Re: Comments on HTTP draft [of 23 Nov 1994] from Roy T. Fielding on 1994-11-30 (ietf-http-wg@w3.org from October to December 1994)

From: Roy T. Fielding <fielding@avron.ICS.UCI.EDU>
Date: Wed, 30 Nov 1994 04:43:07 -0800
To: Mike Cowlishaw <mfc@vnet.ibm.com>
Cc: http-wg%cuckoo.hpl.hp.com@hplb.hpl.hp.com
Message-Id: <9411300443.aa27136@paris.ics.uci.edu>
> I was very pleased to see the new HTTP draft; it's a major improvement
> on previous versions!  Here are some comments on the new draft which I
> hope will be useful.

Thanks, these comments are definitely useful.  Unfortunately, they refer
to the pre-Internet-Draft version, so I'll try to point out any differences
in the section numbering to avoid confusion.

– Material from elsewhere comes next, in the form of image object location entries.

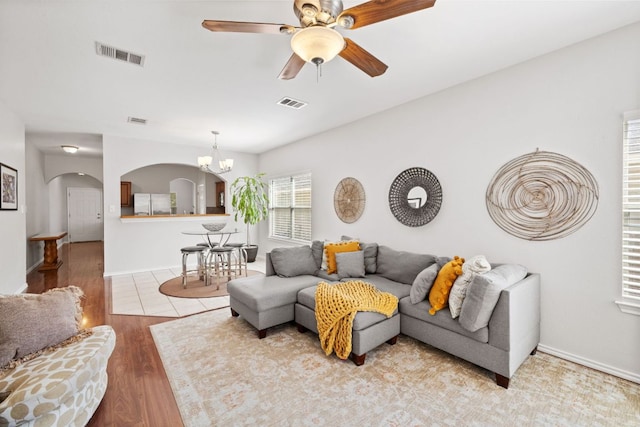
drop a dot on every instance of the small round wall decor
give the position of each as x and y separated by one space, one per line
415 197
349 200
542 196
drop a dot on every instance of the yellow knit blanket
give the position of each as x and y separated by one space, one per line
337 306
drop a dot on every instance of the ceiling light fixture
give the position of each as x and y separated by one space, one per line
204 162
317 44
71 149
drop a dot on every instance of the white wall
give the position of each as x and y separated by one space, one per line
570 102
147 244
37 201
13 244
60 164
48 179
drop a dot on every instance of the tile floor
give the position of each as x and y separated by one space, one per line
137 294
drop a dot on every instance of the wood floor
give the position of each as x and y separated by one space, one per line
138 393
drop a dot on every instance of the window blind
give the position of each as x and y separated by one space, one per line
631 209
290 216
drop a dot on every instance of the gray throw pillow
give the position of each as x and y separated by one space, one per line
317 248
484 292
401 266
295 261
32 322
422 285
350 264
370 254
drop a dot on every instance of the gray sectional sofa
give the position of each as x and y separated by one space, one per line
498 327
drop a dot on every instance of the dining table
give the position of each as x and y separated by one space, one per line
209 237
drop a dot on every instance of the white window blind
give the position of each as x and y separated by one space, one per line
290 210
631 210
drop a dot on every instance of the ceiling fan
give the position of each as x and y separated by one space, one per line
317 41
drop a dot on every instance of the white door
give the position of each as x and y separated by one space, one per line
84 214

> I am writing these from the perspective of an implementer of software
> for a reasonably general-purpose HTTP server, so I am especially looking
> for a definition of the HTTP which
> 
>  a) allows a server to be implemented using the definition (and
>     referenced documents) and specifically without reference to specific
>     clients or other implementations

That's the ideal case, yes, but there is still no substitute for
experimentation.  In fact, I was tempted to put in a section on "how to
experiment with the protocol", but had no time for that.  Maybe I should
write a book. ;-)

>  b) makes it absolutely clear what is required for a server to be stated
>     as conforming to the definition.

Yes.  Unfortunately (or fortunately, depending on how you look at it),
almost all of the protocol is optional, and thus all the strict conformance
areas must be surrounded by lots of IFs, HOWEVERs, and UNLESSes.
But, getting it right is still the goal.

> Most of these comments therefore seek clarification in these two areas.
> 
> I'm sorry I won't be able to attend the IETF meeting next week--a
> long-standing commitment has me on the wrong coast of the USA.
> 
> Mike Cowlishaw
> IBM Fellow, IBM UK Laboratories, Winchester, UK
> 
> - - - - - - - - -
> 
> 2.1 The '#' rule implies that no whitespace is allowed after (or before)
>     the commas in a list.  Is this correct?  For example, in the example
>     in 7.1 there is a space after each comma (which certainly aids
>     readability).

One major problem with the augmented BNF used by RFC822 (and MIME)
is that it allows any amount of linear white space between tokens,
but never specifies that in the rule definitions (it is treated as
a general assumption for all rules).  I can understand why -- it is
much easier to read the rules without the extra clutter -- but it runs
against my desire for formality.

What do people think?  Define a new rule, e.g.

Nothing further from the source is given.